For part 4, by default, Filebeat identifies files based on their inodes and device IDs, not the file path. So if the file is rotated (renamed) and then a new file is started, filebeat should handle this automatically.

If you run into issues with this you can always turn on fingerprinting:

fingerprint:
  enabled: true
  offset: 0
  length: 1024

Instead of relying on the device ID and inode values when comparing files, filebeat hashes the first 1024 bytes of the file and uses that as a file id. When the file gets replaced the first 1024 bytes will hash to a different value and filebeat will treat the replaced file as a new file and read it from the beginning.

Hi

Here is the current config file

# Needed for Graylog
fields_under_root: true
fields.collector_node_id: ${sidecar.nodeName}
fields.gl2_source_collector: ${sidecar.nodeId}


output.logstash:
   hosts: ["${user.graylog_host}:5044"]
path:
   data: ${sidecar.spoolDir!"/var/lib/graylog-sidecar/collectors/filebeat"}/data
   logs: ${sidecar.spoolDir!"/var/lib/graylog-sidecar/collectors/filebeat"}/log

filebeat.inputs:

- type: filestream
  id: dynamic-file-tracker
  paths:
    - /home/ias/logs/**/
  
  parsers:
    - ndjson:
        target: ""
        add_error_key: true
        overwrite_keys: true
  json.keys_under_root: true
  json.add_error_key: true
  json.message_key: fields.message
  json.overwrite_keys: true

processors:
    - timestamp:
          field: "timestamp"
          layouts:
            - '2006-01-02T15:04:05Z'
            - '2006-01-02T15:04:05.999Z'
            - '2006-01-02T15:04:05.999-07:00'
          test:
            - '2019-06-22T16:33:51Z'
            - '2019-11-18T04:59:51.123Z'
            - '2020-08-03T07:10:20.123456+02:00'
    - drop_fields:
        fields: ["message", "timestamp" ]
    - rename:
        fields:
          - from: "fields.message"
            to: "message"
    - rename:
        fields:
        - from: "collector_node_id"
          to: "source"

close_inactive: 5m              
scan_frequency: 1s 

So its not so much the file will be rotated, it will always have the same name. Just the contents may differ. For example the oldest logs will get deleted and the new ones appended to an identical file, then the old file gets removed and the new one added in its place.

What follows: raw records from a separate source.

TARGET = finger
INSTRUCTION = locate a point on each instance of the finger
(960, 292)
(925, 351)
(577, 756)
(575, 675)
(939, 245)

It might seem redundant, but the way our logs will be handled it might be the best option

Yeah, then fingerprint probably makes sense just to be safe.

For the timestamp issue, I would recommend using the console output in Filebeat when testing -- this will make sure you know what is in the document before it gets sent to Graylog.

I think Graylog may be adding the timestamp field when it receives the document and that it's not actually on the document anymore after the drop_fields processor.

Can you run the pipeline with the console output and see if you find the timestamp field in the documents printed to console?